Deux conversions dans l’œuvre portent les marques du parti pris de l’auteure. D’abord Monique, fille de fervents catholiques, se convertit en chrétienne évangélique. Ensuite, Anselme après avoir abandonné la soutane choisit d’intégrer l’église ivoirienne du plein évangile, une église évangélique. Mieux, il est fait, par la volonté divine, selon un pasteur, évangéliste. Victime d’un coup de feu et écartelé entre la vie et la mort, ce sont les évangéliques qui ont organisé des séances de jeûnes et prières pour que le miracle de sa guérison se produise.
Au travers des dialogues et des évènements saillants de cette histoire, Régina soulève le problème de l’authenticité de certains rituels religieux. Chrétienne évangélique elle-même, sa plume « prêche », consciemment ou inconsciemment, pour sa chapelle. Sa posture tient en ces mots : l’abbé Anselme « voulait vivre sa foi, en tant que laïc, selon la totalité de la Bible, parole de Dieu révélée, uniquement. Mais pas la vivre selon les écrits et les habitudes des hommes » (p 192).

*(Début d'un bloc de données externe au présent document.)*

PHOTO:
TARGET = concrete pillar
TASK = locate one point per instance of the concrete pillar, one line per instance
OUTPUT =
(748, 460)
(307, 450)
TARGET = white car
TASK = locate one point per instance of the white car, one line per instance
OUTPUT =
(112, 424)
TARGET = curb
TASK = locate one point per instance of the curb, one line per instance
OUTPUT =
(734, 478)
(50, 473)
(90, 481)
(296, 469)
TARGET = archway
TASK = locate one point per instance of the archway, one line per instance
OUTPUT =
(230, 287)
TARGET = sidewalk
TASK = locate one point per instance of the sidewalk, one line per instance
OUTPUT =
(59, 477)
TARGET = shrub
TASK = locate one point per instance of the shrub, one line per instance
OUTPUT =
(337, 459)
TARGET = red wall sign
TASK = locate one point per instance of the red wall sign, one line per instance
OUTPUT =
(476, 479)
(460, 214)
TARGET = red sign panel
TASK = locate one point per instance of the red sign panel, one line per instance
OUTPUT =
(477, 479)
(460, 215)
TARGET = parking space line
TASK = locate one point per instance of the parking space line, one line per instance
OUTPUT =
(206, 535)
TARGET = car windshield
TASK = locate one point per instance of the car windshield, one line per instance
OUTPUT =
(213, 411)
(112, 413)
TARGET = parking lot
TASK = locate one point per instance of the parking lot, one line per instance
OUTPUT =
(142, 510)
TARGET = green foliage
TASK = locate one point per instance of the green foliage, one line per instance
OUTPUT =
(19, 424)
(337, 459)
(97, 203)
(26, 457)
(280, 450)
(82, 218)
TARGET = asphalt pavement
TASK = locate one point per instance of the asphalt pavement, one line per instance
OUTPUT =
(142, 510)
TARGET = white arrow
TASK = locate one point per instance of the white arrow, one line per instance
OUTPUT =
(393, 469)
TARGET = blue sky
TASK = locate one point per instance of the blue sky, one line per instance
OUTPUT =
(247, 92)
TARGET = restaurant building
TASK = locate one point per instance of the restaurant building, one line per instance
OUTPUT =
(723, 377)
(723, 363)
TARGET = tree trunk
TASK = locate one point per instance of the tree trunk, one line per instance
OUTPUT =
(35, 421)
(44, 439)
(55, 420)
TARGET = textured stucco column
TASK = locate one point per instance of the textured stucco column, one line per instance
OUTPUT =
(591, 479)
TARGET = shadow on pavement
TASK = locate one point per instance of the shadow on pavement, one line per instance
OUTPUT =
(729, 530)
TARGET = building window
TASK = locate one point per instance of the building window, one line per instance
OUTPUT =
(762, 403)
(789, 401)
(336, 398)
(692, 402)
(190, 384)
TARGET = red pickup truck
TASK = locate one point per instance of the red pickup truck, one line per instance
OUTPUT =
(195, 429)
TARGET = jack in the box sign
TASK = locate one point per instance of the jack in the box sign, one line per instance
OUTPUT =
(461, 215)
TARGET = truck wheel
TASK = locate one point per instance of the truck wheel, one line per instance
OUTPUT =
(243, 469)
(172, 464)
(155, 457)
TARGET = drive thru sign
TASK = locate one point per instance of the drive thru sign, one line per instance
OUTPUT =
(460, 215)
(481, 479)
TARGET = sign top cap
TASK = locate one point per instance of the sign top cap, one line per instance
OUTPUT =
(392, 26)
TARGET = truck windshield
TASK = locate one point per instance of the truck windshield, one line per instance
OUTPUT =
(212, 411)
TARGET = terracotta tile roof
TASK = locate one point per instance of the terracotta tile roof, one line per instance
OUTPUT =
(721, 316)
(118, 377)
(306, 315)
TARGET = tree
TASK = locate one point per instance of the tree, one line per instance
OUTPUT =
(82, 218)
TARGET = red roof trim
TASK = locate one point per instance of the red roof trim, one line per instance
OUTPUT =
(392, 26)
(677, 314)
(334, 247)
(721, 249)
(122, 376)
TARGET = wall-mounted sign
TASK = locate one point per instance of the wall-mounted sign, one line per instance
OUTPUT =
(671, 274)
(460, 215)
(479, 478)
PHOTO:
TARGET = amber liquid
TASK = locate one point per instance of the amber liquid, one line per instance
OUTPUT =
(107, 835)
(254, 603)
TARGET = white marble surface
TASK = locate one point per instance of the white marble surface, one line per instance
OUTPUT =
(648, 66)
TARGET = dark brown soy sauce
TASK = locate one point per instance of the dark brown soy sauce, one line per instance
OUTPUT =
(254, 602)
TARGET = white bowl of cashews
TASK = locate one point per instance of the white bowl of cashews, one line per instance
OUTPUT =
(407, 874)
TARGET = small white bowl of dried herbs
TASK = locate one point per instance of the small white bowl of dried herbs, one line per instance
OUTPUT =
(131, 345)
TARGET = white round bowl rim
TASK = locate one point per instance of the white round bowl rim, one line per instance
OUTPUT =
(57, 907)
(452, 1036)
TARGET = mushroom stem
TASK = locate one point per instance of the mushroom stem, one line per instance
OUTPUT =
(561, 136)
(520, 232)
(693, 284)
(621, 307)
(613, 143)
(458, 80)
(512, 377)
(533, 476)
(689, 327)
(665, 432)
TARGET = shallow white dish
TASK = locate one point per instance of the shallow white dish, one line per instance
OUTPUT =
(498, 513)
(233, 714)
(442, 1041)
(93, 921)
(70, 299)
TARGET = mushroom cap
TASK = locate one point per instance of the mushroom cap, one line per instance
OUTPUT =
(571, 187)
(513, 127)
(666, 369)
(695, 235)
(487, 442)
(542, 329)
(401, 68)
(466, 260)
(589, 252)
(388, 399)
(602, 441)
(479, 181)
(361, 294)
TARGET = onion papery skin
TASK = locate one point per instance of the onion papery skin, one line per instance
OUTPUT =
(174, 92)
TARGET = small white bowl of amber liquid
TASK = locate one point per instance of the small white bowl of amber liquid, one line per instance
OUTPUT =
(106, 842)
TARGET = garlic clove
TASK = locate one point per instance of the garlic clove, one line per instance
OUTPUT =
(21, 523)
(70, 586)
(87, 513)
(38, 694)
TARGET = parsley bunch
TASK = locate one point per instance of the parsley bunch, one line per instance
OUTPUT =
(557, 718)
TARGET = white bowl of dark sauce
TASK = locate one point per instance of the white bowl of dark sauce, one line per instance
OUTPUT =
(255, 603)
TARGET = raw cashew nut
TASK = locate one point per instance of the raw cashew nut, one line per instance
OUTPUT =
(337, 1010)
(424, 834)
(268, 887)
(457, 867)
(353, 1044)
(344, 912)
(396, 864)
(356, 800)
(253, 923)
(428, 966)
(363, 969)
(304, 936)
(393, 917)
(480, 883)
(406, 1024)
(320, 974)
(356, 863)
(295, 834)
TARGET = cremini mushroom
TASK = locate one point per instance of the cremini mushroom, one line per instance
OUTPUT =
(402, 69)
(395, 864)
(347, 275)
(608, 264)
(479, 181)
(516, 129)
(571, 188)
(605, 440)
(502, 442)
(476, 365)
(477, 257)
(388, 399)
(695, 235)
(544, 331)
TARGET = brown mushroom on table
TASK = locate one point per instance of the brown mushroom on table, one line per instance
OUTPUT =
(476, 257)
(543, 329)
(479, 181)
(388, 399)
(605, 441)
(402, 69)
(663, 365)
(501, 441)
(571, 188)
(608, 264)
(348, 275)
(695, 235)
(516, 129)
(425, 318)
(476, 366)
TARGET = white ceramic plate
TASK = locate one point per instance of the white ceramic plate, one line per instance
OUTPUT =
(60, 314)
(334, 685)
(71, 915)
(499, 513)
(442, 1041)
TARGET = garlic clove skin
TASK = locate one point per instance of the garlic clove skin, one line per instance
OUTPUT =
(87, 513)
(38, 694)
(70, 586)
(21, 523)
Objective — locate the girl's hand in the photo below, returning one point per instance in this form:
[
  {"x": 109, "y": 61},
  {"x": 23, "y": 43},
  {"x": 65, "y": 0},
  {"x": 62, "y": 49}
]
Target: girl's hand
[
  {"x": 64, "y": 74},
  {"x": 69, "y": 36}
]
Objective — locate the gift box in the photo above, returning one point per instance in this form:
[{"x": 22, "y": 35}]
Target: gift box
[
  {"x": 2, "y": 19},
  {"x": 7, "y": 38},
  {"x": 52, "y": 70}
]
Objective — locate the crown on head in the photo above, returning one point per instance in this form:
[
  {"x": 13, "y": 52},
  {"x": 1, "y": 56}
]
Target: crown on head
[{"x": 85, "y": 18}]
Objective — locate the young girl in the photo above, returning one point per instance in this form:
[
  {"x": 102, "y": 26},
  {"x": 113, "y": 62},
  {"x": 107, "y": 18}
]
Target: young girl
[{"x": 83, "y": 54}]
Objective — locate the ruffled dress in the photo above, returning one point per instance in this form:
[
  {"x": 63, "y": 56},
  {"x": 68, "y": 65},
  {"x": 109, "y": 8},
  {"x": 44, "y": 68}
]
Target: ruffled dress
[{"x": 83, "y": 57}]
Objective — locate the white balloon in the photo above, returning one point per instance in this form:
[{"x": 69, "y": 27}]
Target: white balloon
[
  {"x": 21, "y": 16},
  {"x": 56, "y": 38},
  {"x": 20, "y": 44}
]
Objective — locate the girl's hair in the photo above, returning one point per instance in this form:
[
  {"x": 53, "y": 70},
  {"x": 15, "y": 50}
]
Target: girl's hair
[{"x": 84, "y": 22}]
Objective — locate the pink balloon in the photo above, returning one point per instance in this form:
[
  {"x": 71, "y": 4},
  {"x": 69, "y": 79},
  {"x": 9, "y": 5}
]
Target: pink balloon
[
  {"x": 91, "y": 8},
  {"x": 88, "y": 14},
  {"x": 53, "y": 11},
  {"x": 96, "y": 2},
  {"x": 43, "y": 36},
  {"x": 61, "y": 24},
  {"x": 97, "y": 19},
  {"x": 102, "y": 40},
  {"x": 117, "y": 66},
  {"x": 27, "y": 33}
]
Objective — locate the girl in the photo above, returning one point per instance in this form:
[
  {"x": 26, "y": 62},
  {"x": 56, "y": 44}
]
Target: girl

Si le roman de régina Yaou est accessible et relate une histoire originale, il pèche souvent par l’occurrence de certains détails superflus. Les portes auxquelles on frappe, les habits qu’on change, les sorties, les allers et retours en voiture, les visites, nombreuses des uns aux autres, les crises émotives de Marie Claire et Marie Christine, les fourmillants dialogues sur les mêmes sujets etc. ralentissent la cadence du récit. Des scènes, en effet, élaguées avec tact, auraient pu participer davantage à la tension nécessaire à une fiction palpitante.
« Abbé Anselme, La rupture », idéologiquement, est un roman qui va faire débat. Et cela est une bonne chose. Du point de vue de son souffle, il n’est certainement pas le point d’orgue de l’aventure littéraire de la « doyenne ».